A narrativa se dá em duas partes: o passado, que o protagonista tenta recuperar para concluir um livro que está escrevendo no presente. Para compreender acontecimentos imprecisos de sua vida, ele percorre um melancólico e dolorido caminho de volta na tentativa de escrever sua própria história.

“Aprender a contar sua história como se não doesse.”

Como Alejandro Zambra é também professor de literatura e confessa na voz do personagem suas aflições literárias. Fica fácil relacionar a estruturação ao tom e ao ritmo empregados em Formas de Voltar Para Casa. Durante a leitura, às vezes, senti que este era um livro tipo-diário, escrito por um escritor para quem escreve, uma história contada ao acaso, como um relato literário em livro, mas desabafado da obrigação de ser metaliteratura, ainda que estruturada, seletiva e emocionada.

“Ler é cobrir a cara. E escrever é mostrá-la.”

Como se o autor ainda estivesse cansado do caminho percorrido, também me foi impossível não registrar um leve aborrecimento com o sempre-presente background político. Apesar da perspectiva “ilegítima” dos filhos que, em tese, deveria despertar meu interesse.

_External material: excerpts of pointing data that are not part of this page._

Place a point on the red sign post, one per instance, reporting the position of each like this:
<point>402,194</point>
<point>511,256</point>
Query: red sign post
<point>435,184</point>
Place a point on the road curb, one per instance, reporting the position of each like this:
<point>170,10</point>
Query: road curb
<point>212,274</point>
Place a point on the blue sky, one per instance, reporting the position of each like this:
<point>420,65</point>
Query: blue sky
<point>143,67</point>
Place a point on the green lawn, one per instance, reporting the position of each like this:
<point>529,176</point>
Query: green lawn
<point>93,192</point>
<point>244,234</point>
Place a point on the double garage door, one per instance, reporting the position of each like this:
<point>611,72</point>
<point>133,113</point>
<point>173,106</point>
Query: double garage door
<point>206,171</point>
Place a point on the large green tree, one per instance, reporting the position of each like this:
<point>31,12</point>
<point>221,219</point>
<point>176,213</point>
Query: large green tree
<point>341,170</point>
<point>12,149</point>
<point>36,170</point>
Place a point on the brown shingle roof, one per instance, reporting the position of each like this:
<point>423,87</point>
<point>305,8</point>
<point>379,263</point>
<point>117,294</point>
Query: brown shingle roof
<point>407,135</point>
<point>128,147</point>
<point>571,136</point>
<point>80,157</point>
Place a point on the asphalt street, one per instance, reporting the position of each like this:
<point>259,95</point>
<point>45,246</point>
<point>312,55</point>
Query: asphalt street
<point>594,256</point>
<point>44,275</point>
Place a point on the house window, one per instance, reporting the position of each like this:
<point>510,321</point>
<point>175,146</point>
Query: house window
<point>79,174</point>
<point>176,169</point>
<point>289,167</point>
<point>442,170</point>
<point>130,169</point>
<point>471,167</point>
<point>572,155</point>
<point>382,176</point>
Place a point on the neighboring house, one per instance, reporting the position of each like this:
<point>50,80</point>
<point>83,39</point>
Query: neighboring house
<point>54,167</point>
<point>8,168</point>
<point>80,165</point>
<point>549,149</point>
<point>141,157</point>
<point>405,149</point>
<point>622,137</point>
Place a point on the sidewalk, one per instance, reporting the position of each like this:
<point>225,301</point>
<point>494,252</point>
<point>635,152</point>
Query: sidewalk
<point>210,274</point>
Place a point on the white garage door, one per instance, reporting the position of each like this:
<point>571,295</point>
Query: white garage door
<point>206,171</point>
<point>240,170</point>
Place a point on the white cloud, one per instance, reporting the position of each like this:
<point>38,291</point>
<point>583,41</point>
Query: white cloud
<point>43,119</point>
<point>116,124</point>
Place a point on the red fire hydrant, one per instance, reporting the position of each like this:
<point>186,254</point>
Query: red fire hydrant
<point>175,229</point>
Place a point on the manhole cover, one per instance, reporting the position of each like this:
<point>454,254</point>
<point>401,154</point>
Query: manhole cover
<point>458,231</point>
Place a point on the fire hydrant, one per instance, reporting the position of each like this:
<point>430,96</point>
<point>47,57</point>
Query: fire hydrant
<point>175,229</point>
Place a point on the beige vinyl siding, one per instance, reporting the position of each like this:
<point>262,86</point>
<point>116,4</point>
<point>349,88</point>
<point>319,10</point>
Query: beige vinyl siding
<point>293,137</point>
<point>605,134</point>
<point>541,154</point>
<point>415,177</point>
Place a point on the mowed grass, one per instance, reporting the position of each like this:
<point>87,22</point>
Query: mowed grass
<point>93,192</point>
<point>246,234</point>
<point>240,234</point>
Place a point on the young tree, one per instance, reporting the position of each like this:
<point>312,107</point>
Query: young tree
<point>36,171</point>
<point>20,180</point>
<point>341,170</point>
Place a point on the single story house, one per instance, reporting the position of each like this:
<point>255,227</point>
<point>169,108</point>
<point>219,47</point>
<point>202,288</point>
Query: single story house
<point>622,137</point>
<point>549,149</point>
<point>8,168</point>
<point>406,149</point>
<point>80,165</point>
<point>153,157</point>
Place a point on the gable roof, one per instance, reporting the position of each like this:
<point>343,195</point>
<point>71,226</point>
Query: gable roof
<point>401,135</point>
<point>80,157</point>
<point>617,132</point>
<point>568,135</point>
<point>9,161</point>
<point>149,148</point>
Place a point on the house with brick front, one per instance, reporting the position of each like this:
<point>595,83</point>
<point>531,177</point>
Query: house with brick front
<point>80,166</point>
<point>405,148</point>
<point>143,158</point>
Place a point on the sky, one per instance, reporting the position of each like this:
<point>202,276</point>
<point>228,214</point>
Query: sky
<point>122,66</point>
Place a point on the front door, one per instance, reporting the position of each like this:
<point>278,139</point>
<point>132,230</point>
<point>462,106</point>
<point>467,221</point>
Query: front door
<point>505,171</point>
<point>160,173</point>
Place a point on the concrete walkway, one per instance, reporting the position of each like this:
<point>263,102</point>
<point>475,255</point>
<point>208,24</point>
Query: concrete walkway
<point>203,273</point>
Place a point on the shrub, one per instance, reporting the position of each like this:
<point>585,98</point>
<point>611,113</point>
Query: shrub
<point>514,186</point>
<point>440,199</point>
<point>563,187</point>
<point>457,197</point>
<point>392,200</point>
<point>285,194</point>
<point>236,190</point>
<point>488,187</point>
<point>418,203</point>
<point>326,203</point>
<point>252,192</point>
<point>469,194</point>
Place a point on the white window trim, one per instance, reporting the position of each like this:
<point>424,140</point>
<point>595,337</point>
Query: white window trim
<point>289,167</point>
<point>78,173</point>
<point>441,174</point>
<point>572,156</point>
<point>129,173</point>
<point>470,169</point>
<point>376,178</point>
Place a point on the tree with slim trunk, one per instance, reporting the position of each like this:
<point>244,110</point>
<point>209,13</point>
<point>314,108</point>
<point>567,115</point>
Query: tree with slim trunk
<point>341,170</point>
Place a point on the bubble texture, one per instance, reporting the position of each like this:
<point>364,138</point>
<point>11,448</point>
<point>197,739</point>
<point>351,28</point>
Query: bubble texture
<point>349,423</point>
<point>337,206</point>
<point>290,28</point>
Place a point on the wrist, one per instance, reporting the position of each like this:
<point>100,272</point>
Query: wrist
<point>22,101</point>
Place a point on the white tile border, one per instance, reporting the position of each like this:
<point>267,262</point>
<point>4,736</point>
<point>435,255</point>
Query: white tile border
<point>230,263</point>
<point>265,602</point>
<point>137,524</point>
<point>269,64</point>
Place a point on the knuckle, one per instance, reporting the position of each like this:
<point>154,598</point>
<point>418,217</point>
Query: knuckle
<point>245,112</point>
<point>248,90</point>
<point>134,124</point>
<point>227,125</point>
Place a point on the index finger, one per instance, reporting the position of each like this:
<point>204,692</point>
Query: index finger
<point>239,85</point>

“Abandonamos um livro quando compreendemos que não era para nós.”

E se as questões políticas do tempo Pinochet hoje já estão resolvidas, o mesmo não acontece com a vida comum, a que se vive em casa, na intimidade quotidiana, e da qual se formam memórias por vezes incompreensíveis para os chilenos. O íntimo das personagens diante do horror da ditadura é o tema central.

“Por isso, um livro é sempre o reverso de outro livro imenso e estranho.
Um livro ilegível e genuíno que traduzimos, que traímos pelo hábito de uma prosa passável.”

Em certo ponto, o narrador chega à conclusão de que ninguém fala pelos outros, e que mesmo que queiramos contar histórias alheias, sempre acabamos contando a nossa história.

“É melhor não ser personagem de ninguém, digo. É melhor não aparecer em nenhum livro.”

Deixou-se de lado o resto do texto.